The huge amount of discovery being allowed in arbitration cases and the resulting increase in cost is a major issue, he said.
“The challenge today is to make sure that arbitration is an alternative to and different from a federal court lawsuit while preserving everybody’s substantive rights,” he said. Arbitration needs to get it back on track so that it’s a respected process that is substantively different from a regular lawsuit, he added.
Fraser also pointed out that an arbitration is only as good as the arbitrator.
“If you’ve got a bad arbitrator, you’ve got a bad process,” he said, noting that even if the arbitrator is wrong on the law, there’s not much opportunity for review or appeal.
Gardner said he’s not opposed to the notion of arbitration proceedings being more like federal lawsuits.
The plaintiff has the burden of proof, but no access to the information that it needs to prove its case, he said. “You have to be able to get some discovery in order to carry the burden of proof.”
Imbalance of Power
The perceived imbalance of power among parties to an arbitration clause is another problem.
Gardner, who represents franchisees, said that his clients don’t write the contracts they are being compelled to adhere to. Instead, the franchisor drafts the arbitration clauses and therefore “makes the rules” about the process. He noted that 65 percent of franchise agreements currently contain arbitration clauses.
An attorney who represents the Subway Restaurants franchisor, which said frequently gets sued, once told Gardner that the company includes arbitration clauses in franchise contracts as “an insurance policy against a runaway jury.” He explained that having an arbitrator hear the case ensures a measured response; even if Subway loses every time, an arbitrator isn’t going to ward millions of dollars in punitive damages.

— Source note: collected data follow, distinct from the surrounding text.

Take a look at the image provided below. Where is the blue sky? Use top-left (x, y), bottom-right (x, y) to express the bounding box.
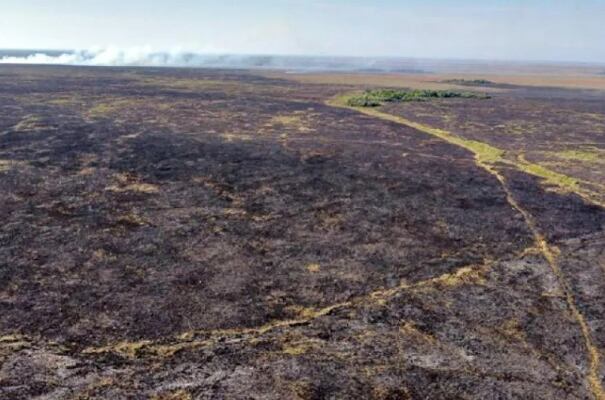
top-left (1, 0), bottom-right (604, 63)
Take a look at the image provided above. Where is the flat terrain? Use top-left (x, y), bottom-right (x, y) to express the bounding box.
top-left (0, 65), bottom-right (604, 399)
top-left (266, 69), bottom-right (605, 91)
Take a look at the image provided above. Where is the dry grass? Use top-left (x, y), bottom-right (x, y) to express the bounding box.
top-left (83, 340), bottom-right (152, 359)
top-left (270, 115), bottom-right (304, 125)
top-left (151, 389), bottom-right (192, 400)
top-left (106, 183), bottom-right (159, 194)
top-left (306, 263), bottom-right (321, 273)
top-left (399, 322), bottom-right (437, 344)
top-left (14, 114), bottom-right (49, 132)
top-left (265, 112), bottom-right (315, 134)
top-left (267, 71), bottom-right (605, 91)
top-left (87, 98), bottom-right (148, 118)
top-left (220, 133), bottom-right (253, 142)
top-left (105, 173), bottom-right (160, 194)
top-left (0, 159), bottom-right (27, 172)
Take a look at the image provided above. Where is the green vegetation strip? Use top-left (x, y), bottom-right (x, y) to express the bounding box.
top-left (345, 88), bottom-right (490, 107)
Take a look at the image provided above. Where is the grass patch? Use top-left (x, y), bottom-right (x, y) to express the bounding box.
top-left (345, 89), bottom-right (490, 107)
top-left (266, 113), bottom-right (315, 134)
top-left (551, 149), bottom-right (605, 164)
top-left (87, 102), bottom-right (125, 118)
top-left (220, 133), bottom-right (253, 142)
top-left (517, 155), bottom-right (579, 191)
top-left (151, 390), bottom-right (192, 400)
top-left (0, 159), bottom-right (27, 172)
top-left (306, 263), bottom-right (321, 273)
top-left (106, 183), bottom-right (159, 194)
top-left (463, 140), bottom-right (505, 164)
top-left (14, 115), bottom-right (48, 132)
top-left (269, 115), bottom-right (303, 125)
top-left (47, 96), bottom-right (82, 106)
top-left (87, 98), bottom-right (145, 118)
top-left (84, 340), bottom-right (152, 359)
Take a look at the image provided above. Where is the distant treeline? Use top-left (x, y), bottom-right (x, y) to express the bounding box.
top-left (442, 78), bottom-right (522, 90)
top-left (442, 79), bottom-right (495, 86)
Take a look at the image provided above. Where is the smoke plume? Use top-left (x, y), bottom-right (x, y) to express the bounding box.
top-left (0, 47), bottom-right (428, 73)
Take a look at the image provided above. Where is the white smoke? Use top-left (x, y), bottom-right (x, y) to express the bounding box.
top-left (0, 46), bottom-right (208, 67)
top-left (0, 47), bottom-right (298, 68)
top-left (0, 46), bottom-right (428, 73)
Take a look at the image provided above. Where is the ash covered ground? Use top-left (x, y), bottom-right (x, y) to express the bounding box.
top-left (1, 65), bottom-right (604, 399)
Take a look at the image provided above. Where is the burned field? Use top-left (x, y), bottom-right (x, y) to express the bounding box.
top-left (377, 85), bottom-right (605, 204)
top-left (1, 66), bottom-right (604, 399)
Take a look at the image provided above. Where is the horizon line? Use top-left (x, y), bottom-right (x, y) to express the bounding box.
top-left (1, 48), bottom-right (605, 68)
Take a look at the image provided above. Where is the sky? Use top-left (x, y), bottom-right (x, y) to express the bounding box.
top-left (1, 0), bottom-right (605, 63)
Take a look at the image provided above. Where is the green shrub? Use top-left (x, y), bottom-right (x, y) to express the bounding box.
top-left (346, 89), bottom-right (489, 107)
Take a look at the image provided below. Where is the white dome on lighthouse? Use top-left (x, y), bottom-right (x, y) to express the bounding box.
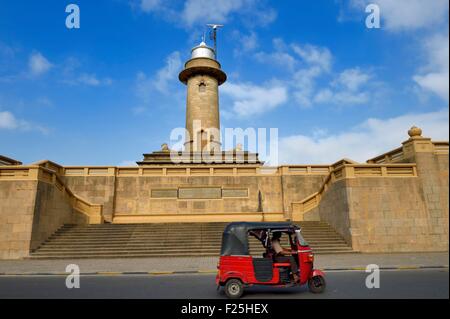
top-left (191, 41), bottom-right (216, 60)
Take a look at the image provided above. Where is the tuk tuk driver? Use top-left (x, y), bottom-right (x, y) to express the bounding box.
top-left (271, 232), bottom-right (299, 282)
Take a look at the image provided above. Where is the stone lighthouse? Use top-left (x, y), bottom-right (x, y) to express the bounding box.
top-left (179, 41), bottom-right (227, 152)
top-left (138, 38), bottom-right (260, 165)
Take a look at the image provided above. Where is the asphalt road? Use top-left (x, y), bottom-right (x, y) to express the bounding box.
top-left (0, 269), bottom-right (447, 299)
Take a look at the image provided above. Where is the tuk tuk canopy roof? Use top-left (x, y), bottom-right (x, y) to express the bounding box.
top-left (220, 222), bottom-right (299, 256)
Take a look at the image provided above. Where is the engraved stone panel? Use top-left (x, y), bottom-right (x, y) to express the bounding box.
top-left (178, 187), bottom-right (221, 199)
top-left (151, 189), bottom-right (178, 198)
top-left (222, 188), bottom-right (249, 198)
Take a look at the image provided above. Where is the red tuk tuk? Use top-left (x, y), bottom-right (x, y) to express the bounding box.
top-left (216, 222), bottom-right (326, 298)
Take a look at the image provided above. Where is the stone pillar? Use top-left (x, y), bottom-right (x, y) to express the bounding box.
top-left (179, 42), bottom-right (227, 153)
top-left (402, 126), bottom-right (449, 251)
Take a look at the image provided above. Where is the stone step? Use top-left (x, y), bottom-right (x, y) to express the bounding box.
top-left (60, 222), bottom-right (327, 228)
top-left (41, 238), bottom-right (347, 247)
top-left (30, 251), bottom-right (356, 259)
top-left (52, 229), bottom-right (339, 235)
top-left (58, 225), bottom-right (331, 232)
top-left (30, 221), bottom-right (353, 259)
top-left (43, 238), bottom-right (344, 246)
top-left (61, 223), bottom-right (329, 230)
top-left (47, 236), bottom-right (341, 243)
top-left (55, 230), bottom-right (338, 236)
top-left (30, 248), bottom-right (356, 259)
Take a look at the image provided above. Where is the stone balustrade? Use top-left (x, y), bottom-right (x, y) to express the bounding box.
top-left (58, 164), bottom-right (334, 177)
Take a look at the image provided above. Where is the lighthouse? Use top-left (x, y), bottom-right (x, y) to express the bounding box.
top-left (179, 41), bottom-right (227, 153)
top-left (138, 29), bottom-right (261, 165)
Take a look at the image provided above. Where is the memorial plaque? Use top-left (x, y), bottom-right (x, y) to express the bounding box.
top-left (178, 187), bottom-right (221, 199)
top-left (222, 188), bottom-right (248, 198)
top-left (151, 189), bottom-right (178, 198)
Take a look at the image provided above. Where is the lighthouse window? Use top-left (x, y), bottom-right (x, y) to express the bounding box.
top-left (199, 82), bottom-right (206, 92)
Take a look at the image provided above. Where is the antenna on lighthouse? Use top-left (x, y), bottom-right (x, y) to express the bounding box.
top-left (206, 24), bottom-right (224, 59)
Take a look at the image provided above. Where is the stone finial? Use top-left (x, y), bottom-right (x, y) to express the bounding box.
top-left (408, 126), bottom-right (423, 139)
top-left (161, 143), bottom-right (170, 152)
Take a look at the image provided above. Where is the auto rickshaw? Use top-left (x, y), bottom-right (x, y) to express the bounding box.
top-left (216, 222), bottom-right (326, 298)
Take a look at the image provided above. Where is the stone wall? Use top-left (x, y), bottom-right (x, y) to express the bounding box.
top-left (413, 151), bottom-right (449, 251)
top-left (60, 166), bottom-right (330, 222)
top-left (281, 175), bottom-right (326, 218)
top-left (347, 176), bottom-right (446, 252)
top-left (30, 181), bottom-right (89, 251)
top-left (319, 174), bottom-right (448, 253)
top-left (64, 176), bottom-right (116, 222)
top-left (0, 168), bottom-right (92, 260)
top-left (0, 180), bottom-right (37, 259)
top-left (113, 174), bottom-right (284, 216)
top-left (318, 179), bottom-right (352, 244)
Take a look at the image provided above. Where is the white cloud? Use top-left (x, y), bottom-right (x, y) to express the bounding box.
top-left (182, 0), bottom-right (246, 26)
top-left (254, 51), bottom-right (297, 72)
top-left (413, 33), bottom-right (449, 101)
top-left (414, 73), bottom-right (449, 101)
top-left (292, 66), bottom-right (323, 108)
top-left (254, 38), bottom-right (297, 71)
top-left (153, 51), bottom-right (182, 93)
top-left (77, 73), bottom-right (113, 86)
top-left (136, 51), bottom-right (182, 99)
top-left (0, 111), bottom-right (18, 129)
top-left (140, 0), bottom-right (162, 12)
top-left (254, 40), bottom-right (334, 108)
top-left (292, 44), bottom-right (332, 71)
top-left (334, 68), bottom-right (370, 91)
top-left (291, 44), bottom-right (332, 107)
top-left (233, 31), bottom-right (259, 56)
top-left (0, 110), bottom-right (48, 133)
top-left (241, 32), bottom-right (258, 53)
top-left (59, 57), bottom-right (113, 87)
top-left (279, 108), bottom-right (449, 164)
top-left (222, 82), bottom-right (287, 117)
top-left (344, 2), bottom-right (449, 102)
top-left (28, 52), bottom-right (52, 76)
top-left (314, 89), bottom-right (369, 105)
top-left (253, 40), bottom-right (375, 108)
top-left (313, 68), bottom-right (372, 106)
top-left (349, 0), bottom-right (449, 31)
top-left (136, 0), bottom-right (276, 27)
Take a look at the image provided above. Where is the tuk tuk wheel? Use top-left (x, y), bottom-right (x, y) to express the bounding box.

Similarly, as a consumer rights attorney, Barry is in favor of the proposed Arbitration Fairness Act. it’s all about the inability of consumers to make an intelligent choice about how to resolve a dispute they have in a consumer or employment contract, he said.
If people choose to use arbitration after a dispute arises, that’s OK, said Barry. “But trying to resolve a dispute through forced arbitration before a dispute has even arisen and before consumers understand what their rights are is palpably unfair.”
Barry contends that mandatory arbitration clauses essentially negate many of the laws Congress has enacted to protect consumers.
People should be allowed to exercise their rights in state or federal court, not be forced into mandatory arbitration, he said. “The practical effect of inserting an arbitration clause is to chill litigation.”
Fraser pointed out that the power imbalance evident in consumer or franchise cases isn’t present in construction or commercial matters. “The bargaining power is relatively evenly balanced,” he said, so the inclusion of arbitration contracts generally doesn’t pose the same predicament.
In the traditional labor setting, arbitration is almost always the method used to resolve disputes. In fact, the proposed Arbitration Fairness Act specifically exempts arbitration provisions contained in collective bargaining agreements.
While arbitration is not always used in the employment arena, according to Vollersten, it can be an effective method of resolving disputes.
Arbitration appeals to some employers because while it’s not necessarily cheaper, it’s usually quicker, confidential and the employer has a hand in choosing the decision maker, she said.
Nonetheless, Vollersten said she’s conscious of the potential imbalance of power discussed by the other panelists. Thus, in determining whether it’s fair to enforce an arbitration clause in the employment context, Vollersten advocates an examination of the parties’ bargaining power.
If the employee is a physician or a high-level corporate executive, then enforcing the arbitration provision might be acceptable. But if the clause was signed by an applicant for a job at an auto parts store, then it might not, she said.